Saturday 10 May 2008

Far off moments of connection

By Julie Myerson, FT.com site

Published: Aug 11, 2007 

We all remember every house we've ever lived in, as well as the homes of neighbours, family, friends - places we've visited often or spent nights at. But what about the in-between spaces - the places you've existed in so randomly or fleetingly that they've fallen from memory, places that you wouldn't know or recognise now, even if you walked right past them, places where a trace of your bodily self, an imprint, a shadow, must (surely?) linger still, even though you yourself might have no idea of it?

I wrote some months ago about the first night I ever spent in London - eight years old, too excited to sleep - at the home of Melanie, in Bromley, Kent. All I remember of the house is the bunk bed I slept in, the car headlights slipping across the dark ceiling, the shock and drone of so much night-time traffic. But I've no idea where exactly in Bromley it was. And even if I were to go there today and happen to walk right past the very house, I still wouldn't know it. I'd raise my head and glance up at that first-floor window and that's all it would be - an ordinary first-floor window. Nothing about it would tell me that once, almost 40 years ago, I was hypnotised by the bright beams of light that came swerving through it.

This fact upsets me slightly. How can it be that our experiences leave so little trace on the fabric of the place where they happened? I don't know what I expect exactly. A fanfare? A blue plaque announcing that in 1968 a little girl once spent a night here in a bunk bed? But there's something sad about the way our bodies drift around so randomly, stopping, feeling, yet leaving nothing whatsoever in their wake.

Sometimes, when I stay a couple of nights in a hotel, even a really unremarkable one, just by the fact of sleeping there I feel a relationship is forged. And I can't help it, even though I'm very glad to go, when I pack up my things on the last day I always take a moment to glance around the room and think, "I will never again return here. " Just that thought - just the simple act of thinking it, the hard fact of it - takes my breath away. It means I can't leave the space without saying a sort of goodbye.

There's a cottage in the countryside somewhere in England - I don't even remember which county but there were blackberries and a heavy, late-August sky - that might still contain a rough oak chest of drawers where, 15 years ago, my youngest baby once slept. (We were spending the night there with friends and had no travel cot and a drawer with a fleece stuck in it did just fine.)

In that same unknown cottage there might still be a sagging brown armchair where a miniature bottle of whisky and half a pound of butter was found down the back, staining its greasy way into the cushion. But I remember nothing else of that place except for the drawer, the butter and the hopeful, happy feeling I got when I stood by the back door and waited for the kettle to boil.
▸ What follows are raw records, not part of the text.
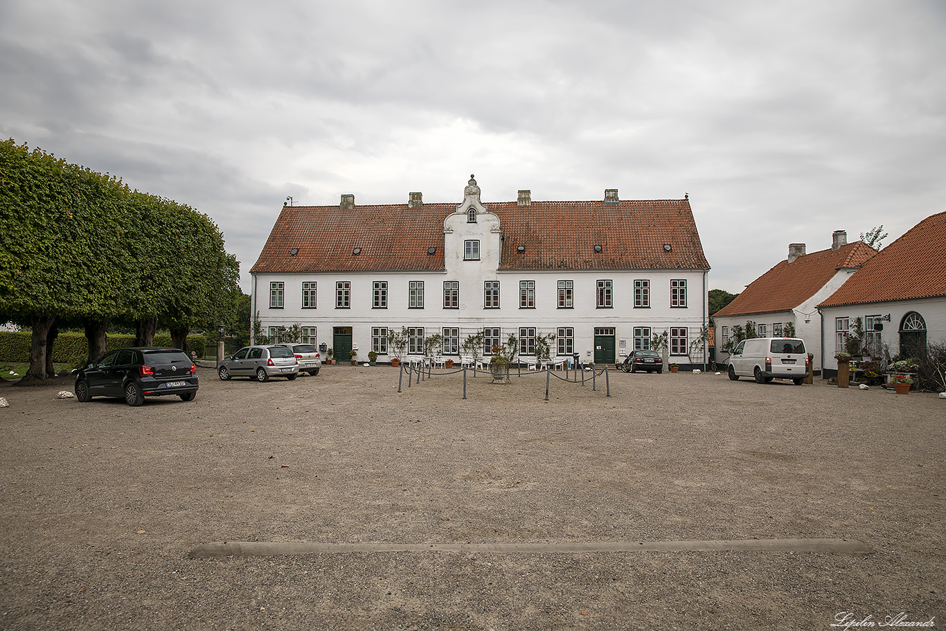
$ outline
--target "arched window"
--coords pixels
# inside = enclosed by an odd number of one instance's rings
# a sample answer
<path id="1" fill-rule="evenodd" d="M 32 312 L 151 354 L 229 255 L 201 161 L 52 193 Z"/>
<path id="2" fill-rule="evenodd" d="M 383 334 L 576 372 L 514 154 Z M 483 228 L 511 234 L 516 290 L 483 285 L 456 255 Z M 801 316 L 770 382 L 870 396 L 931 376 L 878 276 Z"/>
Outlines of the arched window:
<path id="1" fill-rule="evenodd" d="M 916 311 L 910 311 L 900 323 L 900 354 L 908 357 L 920 357 L 926 347 L 926 322 L 923 316 Z"/>

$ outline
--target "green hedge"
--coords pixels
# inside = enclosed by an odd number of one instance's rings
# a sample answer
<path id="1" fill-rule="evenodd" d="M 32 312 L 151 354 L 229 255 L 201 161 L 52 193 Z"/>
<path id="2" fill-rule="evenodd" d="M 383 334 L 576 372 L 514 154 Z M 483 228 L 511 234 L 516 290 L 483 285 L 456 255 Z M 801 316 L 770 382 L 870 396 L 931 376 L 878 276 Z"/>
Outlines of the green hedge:
<path id="1" fill-rule="evenodd" d="M 124 348 L 134 344 L 134 336 L 114 334 L 106 338 L 107 350 Z M 206 341 L 202 334 L 188 335 L 184 343 L 187 353 L 194 351 L 197 357 L 203 357 Z M 9 362 L 29 361 L 30 333 L 25 331 L 0 331 L 0 360 Z M 155 346 L 170 346 L 169 333 L 158 333 L 154 336 Z M 81 333 L 60 333 L 53 345 L 53 361 L 80 366 L 89 356 L 89 344 L 85 335 Z"/>

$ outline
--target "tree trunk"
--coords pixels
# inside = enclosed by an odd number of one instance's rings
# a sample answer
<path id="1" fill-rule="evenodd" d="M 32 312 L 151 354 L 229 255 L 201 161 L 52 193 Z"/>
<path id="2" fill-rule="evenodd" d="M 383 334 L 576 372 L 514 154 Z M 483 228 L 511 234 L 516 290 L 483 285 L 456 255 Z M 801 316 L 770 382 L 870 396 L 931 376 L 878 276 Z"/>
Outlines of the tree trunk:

I would not know that place again, just as I've no idea what the address was of the bungalow where I once curled up on a strange blue sofa for a nap while my parents talked to someone in the sitting room. I must have been three or four and the mug I drank milk from had a face on it, with a radish for a nose. I don't know if I slept or not in the end and I don't know what part of England that was. All I know is I'll never be in that room again.

But then again, life can be surprising. When I was researching my bookHome, about all the people who'd ever lived in our Victorian house in Clapham, London, I came upon something I could never have made up. In the 1940s the house had been owned by a man called Reggie - a second-hand-car-salesman-cum-landlord who was a bit of a rogue from what I'd heard. I knew that Reggie was long dead but in the end his niece Diane (who I'd traced through records) told me he had a daughter, an actress called Alexa, living in Brighton.

"I'll get her to call you, " she said. I thanked her and waited for the call but instead Diane rang straight back, sounding a bit shaken. "You won't believe this, " she said, "but Alexa says she's already met you. She says she's been to the house! "

My husband was a theatre director and it turned out that 10 years earlier Alexa had rehearsed a play for him in our sitting room. Of all the streets in Clapham and of all the houses in Lillieshall Road this was the one she'd ended up in that morning, without ever having had any idea that her father had once owned it. And had it not been for my book I don't suppose she ever would have known. The only other question is: did the house know?